I believe we have done a discussion post on IoC and Repositories. For IoC it sounded like we were all in agreement that once you get into the pattern it's hard to not use it, the complexity fades away, and the extra upkeep saves you code in other ways. For Repositories I believe hit on trying to properly use the term and trying to restrict their abilities. Now I'm thinking we should do a post to discuss the use of Object-Relational Mappers or ORMs.
I personally am finding the use of an ORM almost always worth it. Your code takes a completely different shape and a lot of worries you had to deal with yourself almost vanish and are replaced with much easier to maintain ORM configuration code. That is once you learn the ORM.
The majority of my experience is with NHibernate and I am still learning this beast, but it has some extreme power at your figure tips. You sometimes almost feel like an evil conjurer summoning the magic of powerful dark wizards (this is natural because you are). The problem is of course that NHibernate adds it's own sort of spells and rituals to the mix that you have to learn. These spells and rituals also can blowup in your face in a different manner then what you might be used to from ADO spell casting. So there is a learning curve in order to gain easy connection/transaction managment, object change tracking, query batching, non-magic string statically typed queries, sophisticated mapping maintained in a single location, lazy loading, and the ability to have a fuller more meaningful object model.

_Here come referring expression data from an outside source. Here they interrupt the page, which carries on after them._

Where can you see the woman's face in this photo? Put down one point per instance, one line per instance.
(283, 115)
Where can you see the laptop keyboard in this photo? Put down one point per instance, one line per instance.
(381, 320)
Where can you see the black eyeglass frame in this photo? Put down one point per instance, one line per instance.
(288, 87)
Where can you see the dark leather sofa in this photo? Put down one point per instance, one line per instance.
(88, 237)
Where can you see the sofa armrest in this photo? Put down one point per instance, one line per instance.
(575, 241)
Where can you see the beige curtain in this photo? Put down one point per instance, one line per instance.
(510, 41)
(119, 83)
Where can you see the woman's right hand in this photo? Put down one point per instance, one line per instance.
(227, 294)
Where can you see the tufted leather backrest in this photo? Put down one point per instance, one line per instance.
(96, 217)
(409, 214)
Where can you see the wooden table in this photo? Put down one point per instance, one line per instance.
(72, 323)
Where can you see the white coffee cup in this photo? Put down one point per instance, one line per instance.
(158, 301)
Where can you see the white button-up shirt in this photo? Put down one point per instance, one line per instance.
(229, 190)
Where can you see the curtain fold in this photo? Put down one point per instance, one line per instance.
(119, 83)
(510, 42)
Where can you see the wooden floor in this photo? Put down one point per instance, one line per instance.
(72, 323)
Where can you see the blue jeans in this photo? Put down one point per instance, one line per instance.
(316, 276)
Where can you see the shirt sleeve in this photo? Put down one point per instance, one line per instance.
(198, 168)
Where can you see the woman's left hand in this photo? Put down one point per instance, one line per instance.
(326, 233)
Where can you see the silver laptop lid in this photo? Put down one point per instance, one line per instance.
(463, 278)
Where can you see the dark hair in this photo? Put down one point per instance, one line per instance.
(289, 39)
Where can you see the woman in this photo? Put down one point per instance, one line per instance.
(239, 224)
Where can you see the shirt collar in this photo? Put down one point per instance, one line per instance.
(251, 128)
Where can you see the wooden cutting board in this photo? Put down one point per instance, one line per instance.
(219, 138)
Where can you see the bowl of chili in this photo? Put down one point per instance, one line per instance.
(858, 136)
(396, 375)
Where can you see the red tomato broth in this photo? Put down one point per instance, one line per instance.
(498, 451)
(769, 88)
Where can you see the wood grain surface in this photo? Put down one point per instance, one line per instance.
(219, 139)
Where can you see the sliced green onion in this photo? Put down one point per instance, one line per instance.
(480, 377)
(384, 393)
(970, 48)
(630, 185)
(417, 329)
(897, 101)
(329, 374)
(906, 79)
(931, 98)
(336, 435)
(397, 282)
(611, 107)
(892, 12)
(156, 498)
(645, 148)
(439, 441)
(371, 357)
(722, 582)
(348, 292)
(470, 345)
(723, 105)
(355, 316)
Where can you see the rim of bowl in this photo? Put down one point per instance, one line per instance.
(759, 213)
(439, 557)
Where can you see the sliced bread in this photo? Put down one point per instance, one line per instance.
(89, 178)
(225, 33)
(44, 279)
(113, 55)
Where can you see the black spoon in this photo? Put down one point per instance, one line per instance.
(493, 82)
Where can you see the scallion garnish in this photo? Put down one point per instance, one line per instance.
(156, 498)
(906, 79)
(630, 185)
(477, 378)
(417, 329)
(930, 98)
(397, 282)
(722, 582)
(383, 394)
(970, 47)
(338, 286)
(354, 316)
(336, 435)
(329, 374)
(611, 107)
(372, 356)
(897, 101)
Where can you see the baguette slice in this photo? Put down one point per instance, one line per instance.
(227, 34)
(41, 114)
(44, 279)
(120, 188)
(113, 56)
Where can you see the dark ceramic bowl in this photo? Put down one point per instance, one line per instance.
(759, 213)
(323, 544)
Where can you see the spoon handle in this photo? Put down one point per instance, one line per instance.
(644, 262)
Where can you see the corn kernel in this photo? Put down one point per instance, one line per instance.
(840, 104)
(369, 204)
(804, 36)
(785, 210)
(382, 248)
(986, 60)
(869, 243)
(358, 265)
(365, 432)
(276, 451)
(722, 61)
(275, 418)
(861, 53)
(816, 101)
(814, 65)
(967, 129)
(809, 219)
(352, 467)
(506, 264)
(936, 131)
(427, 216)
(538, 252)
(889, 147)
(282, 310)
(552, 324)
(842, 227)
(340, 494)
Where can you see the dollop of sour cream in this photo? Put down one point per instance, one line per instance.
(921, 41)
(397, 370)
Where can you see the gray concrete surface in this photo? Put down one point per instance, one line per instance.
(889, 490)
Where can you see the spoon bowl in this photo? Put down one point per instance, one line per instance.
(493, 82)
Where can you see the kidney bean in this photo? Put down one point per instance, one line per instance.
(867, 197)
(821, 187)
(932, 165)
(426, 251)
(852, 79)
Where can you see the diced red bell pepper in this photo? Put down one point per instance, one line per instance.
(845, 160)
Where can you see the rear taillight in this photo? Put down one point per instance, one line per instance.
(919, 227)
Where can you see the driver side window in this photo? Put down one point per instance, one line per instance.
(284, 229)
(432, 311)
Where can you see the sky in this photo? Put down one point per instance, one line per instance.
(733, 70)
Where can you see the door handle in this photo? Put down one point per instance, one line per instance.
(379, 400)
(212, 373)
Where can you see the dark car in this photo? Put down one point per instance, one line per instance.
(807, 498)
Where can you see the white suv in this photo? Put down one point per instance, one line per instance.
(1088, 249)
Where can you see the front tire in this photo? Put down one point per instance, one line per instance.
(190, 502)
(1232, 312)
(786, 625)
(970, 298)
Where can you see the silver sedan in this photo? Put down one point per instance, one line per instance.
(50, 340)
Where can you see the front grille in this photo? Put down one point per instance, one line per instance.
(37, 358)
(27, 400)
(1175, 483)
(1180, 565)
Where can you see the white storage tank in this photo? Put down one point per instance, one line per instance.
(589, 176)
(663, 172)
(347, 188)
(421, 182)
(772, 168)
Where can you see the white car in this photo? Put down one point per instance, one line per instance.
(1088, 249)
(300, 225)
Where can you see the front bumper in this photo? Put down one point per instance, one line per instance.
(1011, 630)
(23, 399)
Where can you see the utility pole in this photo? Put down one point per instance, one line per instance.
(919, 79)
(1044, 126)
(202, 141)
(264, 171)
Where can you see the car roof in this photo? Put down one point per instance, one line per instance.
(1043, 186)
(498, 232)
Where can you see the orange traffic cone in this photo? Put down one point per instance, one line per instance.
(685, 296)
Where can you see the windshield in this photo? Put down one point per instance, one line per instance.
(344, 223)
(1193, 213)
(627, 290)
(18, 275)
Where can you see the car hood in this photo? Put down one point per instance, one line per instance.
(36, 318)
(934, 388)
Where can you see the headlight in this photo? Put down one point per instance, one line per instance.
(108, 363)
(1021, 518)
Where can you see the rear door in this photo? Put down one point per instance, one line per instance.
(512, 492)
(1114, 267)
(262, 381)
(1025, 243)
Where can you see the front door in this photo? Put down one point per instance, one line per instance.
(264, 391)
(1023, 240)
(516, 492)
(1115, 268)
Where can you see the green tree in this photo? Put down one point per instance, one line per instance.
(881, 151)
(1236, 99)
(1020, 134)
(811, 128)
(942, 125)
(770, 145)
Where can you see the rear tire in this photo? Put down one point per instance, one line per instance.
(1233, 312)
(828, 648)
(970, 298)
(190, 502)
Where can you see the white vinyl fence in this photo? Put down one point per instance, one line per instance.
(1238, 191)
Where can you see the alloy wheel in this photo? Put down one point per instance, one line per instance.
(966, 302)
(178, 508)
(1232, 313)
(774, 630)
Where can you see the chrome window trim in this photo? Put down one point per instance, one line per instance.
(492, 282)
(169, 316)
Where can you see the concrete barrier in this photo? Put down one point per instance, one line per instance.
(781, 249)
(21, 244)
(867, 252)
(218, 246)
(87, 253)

Now this is with NHibernate which is trying to support the abilities of mapping a fuller object model that is completely independent of the database schema. If you are learning an ORM that went along with a more ActiveRecord pattern then it's probably much easier to use. Generally the easier it is to use though the less flexible so you could run into problems down the run, but you application may never need that. Going with straight ADO will probably be easier to write and get traction when you don't know an ORM, but now you are managing everything yourself. Even if the code is generated it's still code you have to maintain. Naturally your application's DAL and database may never change so managing all that manually may never come into effect.
There is of course the loss of performance and the added overhead to using an ORM. I really don't think this is a problem in our world. ORMs can help optimize database access, in all seriousness, but then you may be biting the bullet on CPU cycles and memory, but that's what we have the most of anyway. Of course there are system/architecture designs that take care of most bottlenecks.
You also have less transparency with an ORM over ADO and SQL. The ORM has to interpret your query and generate the SQL in order to take full advantage of its mappings. You can run into problems of debugging problems because you didn't realize the ORM was going to doing something. This goes back to the learning curve that can be involved for a team, but I rather dislike second guessing myself when I just want to rename or change the mapping for a property.
I think I have hit the majority of concerns with using an ORM and I'll restate my opinion here with a bit more explanation.
I personally find it hard to think of a project where I wouldn't be using an ORM of some kind. This does not mean that you get to avoid learning about databases and SQL. That complexity is there and constant, but it does mean that you get to avoid writing mapping code, casting the spells around ADO (or whatever framework library you have), have to write your own change tracking for dynamic updates, lazy loading, working with dummy objects and more procedural style code, and others.
That last one about procedural code could be a whole other post, but I think that when it's difficult to create and map a fuller object model, developers will create a dummy object model, and that leads to procedural code. I think most of us understand the side effects of medium+ amounts of procedural code (hard to maintain, easy to make mistakes).
So what do you guys think about ORMs and their use? Certainly we all want to be pragmatic, but, unless the project is very small, I find it hard to not think about using one. ORMs seem to becoming like an IoC container for me. This might make it hard for me to gel well with some teams though.